Tilapia Fish Tacos

Ingredients

  • 1 teaspoon ground cumin

  • 1 teaspoon chipotle chile powder

  • ½ teaspoon smoked paprika

  • ½ teaspoon garlic powder

  • ¾ teaspoon salt, divided

  • 1 ¼ pounds tilapia fillets (about 3 fillets), patted dry

  • 2 tablespoons neutral oil, such as canola or avocado

  • 3 cups shredded coleslaw mix

  • ⅓ cup thinly sliced radishes (about 2 medium)

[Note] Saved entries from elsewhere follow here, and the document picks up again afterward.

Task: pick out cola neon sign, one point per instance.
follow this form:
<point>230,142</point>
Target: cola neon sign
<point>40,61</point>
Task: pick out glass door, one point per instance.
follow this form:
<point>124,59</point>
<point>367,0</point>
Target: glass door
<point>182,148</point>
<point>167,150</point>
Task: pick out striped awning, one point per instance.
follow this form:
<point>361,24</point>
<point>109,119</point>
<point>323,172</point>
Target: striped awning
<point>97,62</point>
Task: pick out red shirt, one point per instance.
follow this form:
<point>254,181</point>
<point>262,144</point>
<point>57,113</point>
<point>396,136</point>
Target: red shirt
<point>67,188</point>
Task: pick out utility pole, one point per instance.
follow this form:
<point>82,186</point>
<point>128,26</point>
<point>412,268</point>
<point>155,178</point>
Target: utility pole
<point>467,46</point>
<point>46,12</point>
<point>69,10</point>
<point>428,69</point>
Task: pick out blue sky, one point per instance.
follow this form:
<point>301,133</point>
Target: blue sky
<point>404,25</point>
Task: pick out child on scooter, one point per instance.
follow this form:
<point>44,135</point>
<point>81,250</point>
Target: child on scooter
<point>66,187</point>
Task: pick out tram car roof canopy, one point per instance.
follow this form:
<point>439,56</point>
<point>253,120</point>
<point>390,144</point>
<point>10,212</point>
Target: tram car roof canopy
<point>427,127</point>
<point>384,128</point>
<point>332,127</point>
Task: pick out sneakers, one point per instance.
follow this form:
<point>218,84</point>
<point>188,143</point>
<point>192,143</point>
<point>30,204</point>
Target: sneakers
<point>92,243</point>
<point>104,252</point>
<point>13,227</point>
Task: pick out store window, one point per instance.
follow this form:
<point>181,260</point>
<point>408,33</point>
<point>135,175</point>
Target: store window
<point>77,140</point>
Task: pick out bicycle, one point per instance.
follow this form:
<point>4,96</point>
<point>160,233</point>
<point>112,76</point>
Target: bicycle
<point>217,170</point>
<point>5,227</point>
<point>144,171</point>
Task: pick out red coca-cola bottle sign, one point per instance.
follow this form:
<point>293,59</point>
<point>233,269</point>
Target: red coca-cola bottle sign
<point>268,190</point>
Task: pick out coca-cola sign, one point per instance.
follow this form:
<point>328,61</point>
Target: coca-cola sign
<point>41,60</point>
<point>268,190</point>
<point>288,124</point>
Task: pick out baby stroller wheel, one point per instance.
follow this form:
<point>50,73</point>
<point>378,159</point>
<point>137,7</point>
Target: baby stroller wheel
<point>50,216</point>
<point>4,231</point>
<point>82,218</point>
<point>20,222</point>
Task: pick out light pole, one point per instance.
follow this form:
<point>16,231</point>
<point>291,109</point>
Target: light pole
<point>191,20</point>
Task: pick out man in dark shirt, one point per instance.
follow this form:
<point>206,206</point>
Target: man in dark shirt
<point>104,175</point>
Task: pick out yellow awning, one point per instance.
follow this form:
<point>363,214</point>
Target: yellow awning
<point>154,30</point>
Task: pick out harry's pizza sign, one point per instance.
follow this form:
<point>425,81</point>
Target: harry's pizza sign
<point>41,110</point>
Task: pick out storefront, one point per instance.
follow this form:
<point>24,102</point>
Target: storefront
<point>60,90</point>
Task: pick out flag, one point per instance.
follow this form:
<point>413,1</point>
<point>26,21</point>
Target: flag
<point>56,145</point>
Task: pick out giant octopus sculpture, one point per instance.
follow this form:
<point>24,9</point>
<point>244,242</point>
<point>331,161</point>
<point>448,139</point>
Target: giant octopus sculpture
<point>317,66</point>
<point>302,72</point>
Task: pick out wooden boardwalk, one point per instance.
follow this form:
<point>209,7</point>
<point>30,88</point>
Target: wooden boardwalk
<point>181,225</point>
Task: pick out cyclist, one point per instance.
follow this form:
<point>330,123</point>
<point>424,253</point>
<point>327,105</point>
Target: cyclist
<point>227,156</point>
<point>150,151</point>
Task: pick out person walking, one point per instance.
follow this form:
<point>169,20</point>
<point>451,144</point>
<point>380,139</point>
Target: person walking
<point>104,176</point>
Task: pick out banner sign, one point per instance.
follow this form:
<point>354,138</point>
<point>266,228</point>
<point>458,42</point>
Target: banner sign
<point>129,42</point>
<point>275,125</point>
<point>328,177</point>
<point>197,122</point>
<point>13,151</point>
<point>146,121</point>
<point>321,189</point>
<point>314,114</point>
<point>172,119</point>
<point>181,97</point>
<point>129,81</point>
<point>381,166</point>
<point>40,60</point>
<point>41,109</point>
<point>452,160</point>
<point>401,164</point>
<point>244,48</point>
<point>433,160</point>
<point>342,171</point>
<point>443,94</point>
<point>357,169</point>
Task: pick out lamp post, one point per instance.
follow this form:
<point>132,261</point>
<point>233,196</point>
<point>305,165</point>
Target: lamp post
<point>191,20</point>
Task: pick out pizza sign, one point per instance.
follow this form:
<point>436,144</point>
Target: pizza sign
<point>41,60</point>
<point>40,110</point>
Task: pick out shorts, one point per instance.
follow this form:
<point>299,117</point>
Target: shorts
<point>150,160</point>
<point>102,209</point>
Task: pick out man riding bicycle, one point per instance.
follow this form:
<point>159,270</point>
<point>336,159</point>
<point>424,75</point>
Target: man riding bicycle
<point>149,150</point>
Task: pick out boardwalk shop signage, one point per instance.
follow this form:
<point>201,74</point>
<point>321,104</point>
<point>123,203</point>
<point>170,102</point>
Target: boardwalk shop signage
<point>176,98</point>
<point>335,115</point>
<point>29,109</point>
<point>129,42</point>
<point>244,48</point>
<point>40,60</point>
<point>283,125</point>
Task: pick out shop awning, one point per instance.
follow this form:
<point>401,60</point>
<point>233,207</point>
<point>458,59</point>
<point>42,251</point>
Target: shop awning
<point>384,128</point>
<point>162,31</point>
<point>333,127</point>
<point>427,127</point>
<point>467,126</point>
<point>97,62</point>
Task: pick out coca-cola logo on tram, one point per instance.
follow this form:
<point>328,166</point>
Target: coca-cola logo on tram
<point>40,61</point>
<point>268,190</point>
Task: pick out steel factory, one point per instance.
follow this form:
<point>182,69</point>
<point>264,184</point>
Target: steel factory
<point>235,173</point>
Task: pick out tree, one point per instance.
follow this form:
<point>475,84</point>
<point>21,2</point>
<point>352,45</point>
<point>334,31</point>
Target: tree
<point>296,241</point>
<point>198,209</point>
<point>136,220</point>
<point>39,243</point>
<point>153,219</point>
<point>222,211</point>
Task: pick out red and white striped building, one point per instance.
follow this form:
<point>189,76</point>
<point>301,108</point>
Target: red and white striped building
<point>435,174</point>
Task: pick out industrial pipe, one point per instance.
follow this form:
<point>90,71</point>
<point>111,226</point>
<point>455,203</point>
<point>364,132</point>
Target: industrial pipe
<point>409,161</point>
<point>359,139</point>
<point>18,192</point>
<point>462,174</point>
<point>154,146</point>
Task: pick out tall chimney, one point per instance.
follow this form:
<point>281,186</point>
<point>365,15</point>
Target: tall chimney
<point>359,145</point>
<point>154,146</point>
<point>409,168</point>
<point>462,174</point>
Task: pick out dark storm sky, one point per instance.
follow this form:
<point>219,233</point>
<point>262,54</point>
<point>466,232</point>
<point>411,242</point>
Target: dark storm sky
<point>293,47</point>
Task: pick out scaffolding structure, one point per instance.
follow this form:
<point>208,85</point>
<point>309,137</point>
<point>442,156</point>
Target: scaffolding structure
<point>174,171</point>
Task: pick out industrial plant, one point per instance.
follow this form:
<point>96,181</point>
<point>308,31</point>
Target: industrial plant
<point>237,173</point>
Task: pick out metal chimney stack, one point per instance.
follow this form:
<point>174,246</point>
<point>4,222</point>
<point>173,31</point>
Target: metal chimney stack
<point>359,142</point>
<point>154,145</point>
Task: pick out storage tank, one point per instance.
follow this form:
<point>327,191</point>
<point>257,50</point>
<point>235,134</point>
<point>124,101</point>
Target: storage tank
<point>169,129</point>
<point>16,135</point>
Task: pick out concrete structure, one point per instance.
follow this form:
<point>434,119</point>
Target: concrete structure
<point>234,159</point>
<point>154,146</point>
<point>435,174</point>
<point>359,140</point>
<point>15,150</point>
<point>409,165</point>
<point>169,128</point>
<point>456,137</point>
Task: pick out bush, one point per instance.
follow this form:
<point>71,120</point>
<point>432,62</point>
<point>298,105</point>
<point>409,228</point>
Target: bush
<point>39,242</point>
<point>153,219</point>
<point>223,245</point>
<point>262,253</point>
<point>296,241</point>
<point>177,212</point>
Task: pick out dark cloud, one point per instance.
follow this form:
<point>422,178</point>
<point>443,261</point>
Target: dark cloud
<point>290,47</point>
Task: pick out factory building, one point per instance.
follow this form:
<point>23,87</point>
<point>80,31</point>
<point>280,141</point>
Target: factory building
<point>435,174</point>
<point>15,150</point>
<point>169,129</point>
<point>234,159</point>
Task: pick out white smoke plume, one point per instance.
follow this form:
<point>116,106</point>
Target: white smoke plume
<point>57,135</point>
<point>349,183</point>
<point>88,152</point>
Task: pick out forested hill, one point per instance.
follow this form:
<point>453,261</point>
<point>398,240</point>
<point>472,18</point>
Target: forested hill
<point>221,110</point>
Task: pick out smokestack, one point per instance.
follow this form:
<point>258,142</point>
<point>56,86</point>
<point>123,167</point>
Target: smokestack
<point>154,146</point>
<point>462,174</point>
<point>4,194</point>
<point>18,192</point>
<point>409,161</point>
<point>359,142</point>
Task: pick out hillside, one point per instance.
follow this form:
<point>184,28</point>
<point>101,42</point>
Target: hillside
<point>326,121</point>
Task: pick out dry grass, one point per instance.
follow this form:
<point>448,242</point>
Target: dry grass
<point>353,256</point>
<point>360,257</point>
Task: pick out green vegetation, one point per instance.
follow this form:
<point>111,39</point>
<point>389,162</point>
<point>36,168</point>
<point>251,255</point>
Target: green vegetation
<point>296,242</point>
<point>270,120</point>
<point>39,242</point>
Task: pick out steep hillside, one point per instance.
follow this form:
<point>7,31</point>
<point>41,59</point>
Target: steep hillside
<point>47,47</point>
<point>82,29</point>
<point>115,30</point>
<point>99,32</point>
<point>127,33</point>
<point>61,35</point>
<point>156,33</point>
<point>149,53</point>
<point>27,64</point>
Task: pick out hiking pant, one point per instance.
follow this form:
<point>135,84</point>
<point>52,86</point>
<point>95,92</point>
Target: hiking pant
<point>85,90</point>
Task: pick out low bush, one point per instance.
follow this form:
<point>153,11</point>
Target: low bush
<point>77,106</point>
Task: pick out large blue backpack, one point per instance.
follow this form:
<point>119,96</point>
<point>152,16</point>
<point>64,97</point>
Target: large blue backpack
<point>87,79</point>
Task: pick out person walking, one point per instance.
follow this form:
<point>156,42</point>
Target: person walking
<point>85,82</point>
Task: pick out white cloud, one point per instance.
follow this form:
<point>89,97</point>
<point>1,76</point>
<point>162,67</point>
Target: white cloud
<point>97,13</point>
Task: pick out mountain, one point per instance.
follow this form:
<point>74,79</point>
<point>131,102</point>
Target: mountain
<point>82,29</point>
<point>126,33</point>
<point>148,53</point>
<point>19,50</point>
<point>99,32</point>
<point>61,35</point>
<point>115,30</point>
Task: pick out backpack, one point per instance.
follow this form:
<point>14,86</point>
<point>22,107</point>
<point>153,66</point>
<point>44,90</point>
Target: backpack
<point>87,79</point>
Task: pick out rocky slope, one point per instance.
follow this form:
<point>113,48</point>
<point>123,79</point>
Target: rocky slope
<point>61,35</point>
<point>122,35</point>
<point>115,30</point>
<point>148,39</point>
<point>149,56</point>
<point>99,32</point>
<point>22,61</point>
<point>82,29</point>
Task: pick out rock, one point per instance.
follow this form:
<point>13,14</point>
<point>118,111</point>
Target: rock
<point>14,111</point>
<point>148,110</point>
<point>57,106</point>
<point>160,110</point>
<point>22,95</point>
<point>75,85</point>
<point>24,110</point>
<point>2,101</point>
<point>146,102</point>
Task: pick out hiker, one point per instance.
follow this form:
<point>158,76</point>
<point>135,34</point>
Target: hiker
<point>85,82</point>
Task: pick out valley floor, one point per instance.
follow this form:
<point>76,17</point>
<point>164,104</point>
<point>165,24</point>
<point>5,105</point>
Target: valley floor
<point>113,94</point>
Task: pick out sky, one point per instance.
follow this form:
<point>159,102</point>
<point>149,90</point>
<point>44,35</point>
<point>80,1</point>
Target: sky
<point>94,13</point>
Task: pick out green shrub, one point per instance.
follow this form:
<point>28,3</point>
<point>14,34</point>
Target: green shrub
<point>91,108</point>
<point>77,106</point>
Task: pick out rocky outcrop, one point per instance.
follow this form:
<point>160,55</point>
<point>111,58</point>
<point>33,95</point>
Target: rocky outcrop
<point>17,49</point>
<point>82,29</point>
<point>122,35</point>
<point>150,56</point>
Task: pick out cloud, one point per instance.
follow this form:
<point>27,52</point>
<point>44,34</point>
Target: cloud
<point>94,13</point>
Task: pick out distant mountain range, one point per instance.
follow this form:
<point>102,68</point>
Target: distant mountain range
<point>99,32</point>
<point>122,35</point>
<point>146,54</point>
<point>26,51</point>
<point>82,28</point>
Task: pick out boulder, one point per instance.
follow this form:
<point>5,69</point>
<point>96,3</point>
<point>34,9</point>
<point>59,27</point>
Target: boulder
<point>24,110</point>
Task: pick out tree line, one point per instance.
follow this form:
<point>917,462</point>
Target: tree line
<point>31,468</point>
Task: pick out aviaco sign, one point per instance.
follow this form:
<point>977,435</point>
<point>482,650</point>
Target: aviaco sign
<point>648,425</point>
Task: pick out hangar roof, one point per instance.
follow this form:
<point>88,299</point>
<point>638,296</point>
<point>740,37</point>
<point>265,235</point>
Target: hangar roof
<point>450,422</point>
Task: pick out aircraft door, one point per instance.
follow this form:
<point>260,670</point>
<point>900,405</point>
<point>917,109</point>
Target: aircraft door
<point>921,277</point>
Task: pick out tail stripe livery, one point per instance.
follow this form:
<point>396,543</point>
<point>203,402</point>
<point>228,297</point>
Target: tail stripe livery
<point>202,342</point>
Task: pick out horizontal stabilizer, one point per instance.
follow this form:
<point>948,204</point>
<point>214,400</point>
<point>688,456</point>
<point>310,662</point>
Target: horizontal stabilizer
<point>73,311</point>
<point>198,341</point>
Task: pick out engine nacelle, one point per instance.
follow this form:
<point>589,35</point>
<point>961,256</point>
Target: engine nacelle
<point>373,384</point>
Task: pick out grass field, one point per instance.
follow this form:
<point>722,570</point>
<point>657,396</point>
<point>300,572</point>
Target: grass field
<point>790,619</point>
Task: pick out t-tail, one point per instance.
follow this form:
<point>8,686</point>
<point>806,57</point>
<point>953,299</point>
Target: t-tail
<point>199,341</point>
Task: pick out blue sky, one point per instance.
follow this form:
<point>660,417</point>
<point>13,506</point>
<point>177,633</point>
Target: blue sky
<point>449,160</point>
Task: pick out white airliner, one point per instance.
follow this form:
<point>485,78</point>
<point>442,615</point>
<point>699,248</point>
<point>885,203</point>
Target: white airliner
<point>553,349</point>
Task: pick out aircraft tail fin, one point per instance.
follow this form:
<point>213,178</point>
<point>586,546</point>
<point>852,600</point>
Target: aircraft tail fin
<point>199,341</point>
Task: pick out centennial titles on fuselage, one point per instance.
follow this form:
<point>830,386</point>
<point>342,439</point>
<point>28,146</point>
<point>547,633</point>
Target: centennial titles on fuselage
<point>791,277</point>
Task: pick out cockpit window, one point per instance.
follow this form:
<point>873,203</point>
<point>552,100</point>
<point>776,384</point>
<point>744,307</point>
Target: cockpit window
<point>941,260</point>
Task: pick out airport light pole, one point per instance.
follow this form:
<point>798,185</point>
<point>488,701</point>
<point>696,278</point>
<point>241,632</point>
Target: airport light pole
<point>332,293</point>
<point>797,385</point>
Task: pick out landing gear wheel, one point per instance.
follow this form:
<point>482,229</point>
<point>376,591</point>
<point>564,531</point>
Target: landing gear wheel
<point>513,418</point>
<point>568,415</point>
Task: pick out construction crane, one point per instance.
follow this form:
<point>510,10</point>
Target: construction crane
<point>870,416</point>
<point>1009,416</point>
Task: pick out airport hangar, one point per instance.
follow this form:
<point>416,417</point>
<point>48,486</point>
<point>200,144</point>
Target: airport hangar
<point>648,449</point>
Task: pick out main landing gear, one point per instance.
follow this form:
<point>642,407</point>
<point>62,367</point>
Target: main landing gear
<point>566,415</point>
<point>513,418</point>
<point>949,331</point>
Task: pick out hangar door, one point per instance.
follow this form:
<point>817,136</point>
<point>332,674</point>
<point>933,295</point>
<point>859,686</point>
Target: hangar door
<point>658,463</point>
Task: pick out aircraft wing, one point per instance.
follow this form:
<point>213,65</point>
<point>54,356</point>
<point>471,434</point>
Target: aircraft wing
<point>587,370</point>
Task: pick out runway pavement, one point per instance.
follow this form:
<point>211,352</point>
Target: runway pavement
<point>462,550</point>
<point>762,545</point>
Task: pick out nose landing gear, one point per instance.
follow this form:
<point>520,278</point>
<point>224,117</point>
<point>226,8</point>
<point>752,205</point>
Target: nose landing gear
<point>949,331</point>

  • 2 ½ tablespoons lime juice, divided

  • ¼ cup whole-milk plain yogurt

  • ¼ cup mayonnaise

  • 3 tablespoons chopped fresh cilantro

  • 1 Fresno chile, chopped

  • 8 (6 inch) corn tortillas, warmed

  • 1 small ripe avocado, pitted and sliced

Description

  1. Heat a large cast-iron skillet over medium-high heat for 5 minutes. Stir cumin, chipotle powder, paprika, garlic powder and 1/4 teaspoon salt together in a small bowl. Rub the spice mixture evenly over both sides of fish.
  2. Add oil to the hot skillet; swirl to coat. Place the fish in the pan in an even layer; cook, flipping once, until it flakes easily with a fork and is completely opaque, about 5 minutes. Transfer to a plate.
  3. Meanwhile, combine coleslaw mix and radishes in a medium bowl. Drizzle with 2 tablespoons lime juice and sprinkle with 1/4 teaspoon salt; toss to coat.
  4. Whisk yogurt, mayonnaise, cilantro, chile and the remaining 1 1/2 teaspoons lime juice and 1/4 teaspoon salt in a medium bowl.
  5. Flake the fish into bite-size chunks; divide among 8 tortillas. Top with the coleslaw mixture and avocado; drizzle evenly with the sauce. Serve immediately.